In this elegant jewel box of a book, Yoko Ogawa invites us to witness a powerful and formative interlude in Tomoko’s life, which she looks back on briefly from adulthood at the novel’s end. Behind the family’s sophistication are complications that Tomoko struggles to understand—her uncle’s mysterious absences, her German grandmother’s experience of the second world war, her aunt’s misery. Rich with the magic and mystery of youthful experience, Mina’s Matchbox is an evocative snapshot of a moment frozen in time—and a striking depiction of a family on the edge of collapse.
Hotel Iris
Yōko Ogawa
A tale of twisted love from Yoko Ogawa―author of The Diving Pool and The Housekeeper and the Professor .
In a crumbling seaside hotel on the coast of Japan, quiet seventeen-year-old Mari works the front desk as her mother tends to the off-season customers. When one night they are forced to expel a middle-aged man and a prostitute from their room, Mari finds herself drawn to the man's voice, in what will become the first gesture of a single long seduction. In spite of her provincial surroundings, and her cool but controlling mother, Mari is a sophisticated observer of human desire, and she sees in this man something she has long been looking for.
The man is a proud if threadbare translator living on an island off the coast. A widower, there are whispers around town that he may have murdered his wife. Mari begins to visit him on his island, and he soon initiates her into a dark realm of both pain and pleasure, a place in which she finds herself more at ease even than the translator. As Mari's mother begins to close in on the affair, Mari's sense of what is suitable and what is desirable are recklessly engaged.
Hotel Iris is a stirring novel about the sometimes violent ways in which we express intimacy and about the untranslatable essence of love.
The Diving Pool: Three Novellas
Yōko Ogawa
From Akutagawa Award-winning author Yoko Ogawa comes a haunting trio of novellas about love, fertility, obsession, and how even the most innocent gestures may contain a hairline crack of cruel intent.
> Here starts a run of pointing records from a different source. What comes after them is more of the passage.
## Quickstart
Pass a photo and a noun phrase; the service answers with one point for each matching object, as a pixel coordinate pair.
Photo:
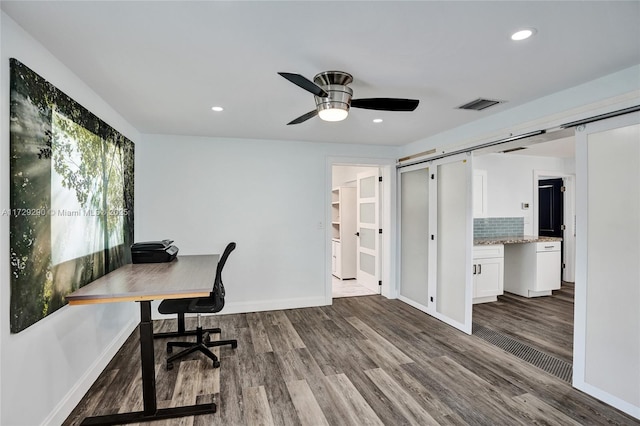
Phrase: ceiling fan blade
(305, 83)
(386, 104)
(304, 117)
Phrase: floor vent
(480, 104)
(552, 365)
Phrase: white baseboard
(75, 394)
(606, 397)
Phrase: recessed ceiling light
(523, 34)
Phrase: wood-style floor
(544, 323)
(363, 360)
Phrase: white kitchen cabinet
(343, 224)
(479, 193)
(488, 272)
(532, 269)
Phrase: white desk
(187, 276)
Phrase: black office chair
(199, 305)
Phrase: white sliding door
(607, 294)
(453, 243)
(436, 231)
(414, 237)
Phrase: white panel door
(368, 224)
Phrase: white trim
(70, 401)
(606, 397)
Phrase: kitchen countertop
(513, 240)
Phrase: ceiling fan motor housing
(335, 84)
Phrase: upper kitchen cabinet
(480, 193)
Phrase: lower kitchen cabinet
(488, 272)
(533, 269)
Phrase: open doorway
(519, 182)
(356, 211)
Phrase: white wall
(510, 183)
(46, 369)
(614, 91)
(346, 175)
(270, 197)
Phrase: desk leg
(147, 360)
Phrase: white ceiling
(163, 64)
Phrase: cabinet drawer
(483, 252)
(548, 246)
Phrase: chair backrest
(218, 288)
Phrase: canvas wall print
(71, 197)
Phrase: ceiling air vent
(480, 104)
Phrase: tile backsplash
(491, 227)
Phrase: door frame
(388, 212)
(569, 234)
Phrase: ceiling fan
(333, 97)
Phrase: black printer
(153, 251)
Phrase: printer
(153, 251)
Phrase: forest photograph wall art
(71, 197)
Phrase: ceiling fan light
(333, 114)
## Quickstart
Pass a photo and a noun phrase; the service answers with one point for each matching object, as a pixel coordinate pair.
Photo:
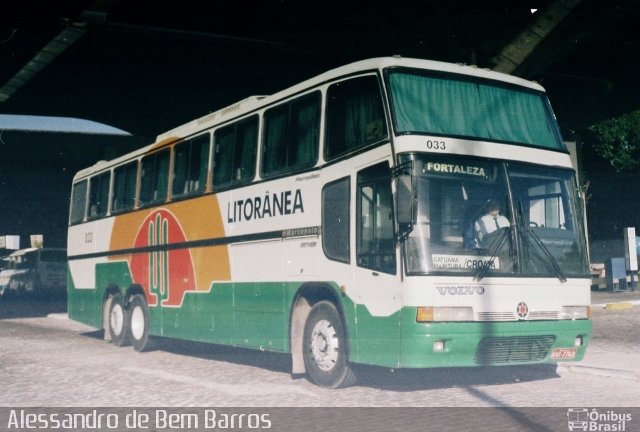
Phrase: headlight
(430, 314)
(575, 312)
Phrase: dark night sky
(152, 65)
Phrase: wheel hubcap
(117, 320)
(324, 345)
(137, 323)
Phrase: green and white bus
(344, 221)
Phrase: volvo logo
(461, 289)
(522, 310)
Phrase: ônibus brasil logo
(164, 272)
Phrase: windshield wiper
(543, 254)
(495, 248)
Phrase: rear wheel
(139, 322)
(118, 321)
(325, 348)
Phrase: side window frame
(122, 204)
(158, 186)
(355, 116)
(235, 173)
(282, 143)
(375, 224)
(196, 152)
(78, 202)
(336, 220)
(99, 195)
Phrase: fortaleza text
(158, 419)
(265, 206)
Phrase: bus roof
(252, 103)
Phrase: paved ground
(47, 359)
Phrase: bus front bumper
(456, 344)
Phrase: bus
(339, 221)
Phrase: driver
(492, 221)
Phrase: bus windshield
(491, 218)
(467, 107)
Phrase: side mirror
(404, 200)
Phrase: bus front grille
(513, 349)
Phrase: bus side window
(336, 219)
(124, 187)
(234, 159)
(291, 136)
(154, 178)
(190, 162)
(355, 116)
(99, 195)
(375, 234)
(78, 202)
A lonely teenage girl falls in love with her foster brother as she watches him leap from a high diving board into a pool—a peculiar infatuation that sends unexpected ripples through her life. A young woman records the daily moods of her pregnant sister in a diary, taking meticulous note of a pregnancy that may or may not be a hallucination—but whose hallucination is it, hers or her sister's? A woman nostalgically visits her old college dormitory on the outskirts of Tokyo, a boarding house run by a mysterious triple amputee with one leg.
Hauntingly spare, beautiful, and twisted, The Diving Pool is a disquieting and at times darkly humorous collection of novellas about normal people who suddenly discover their own dark possibilities.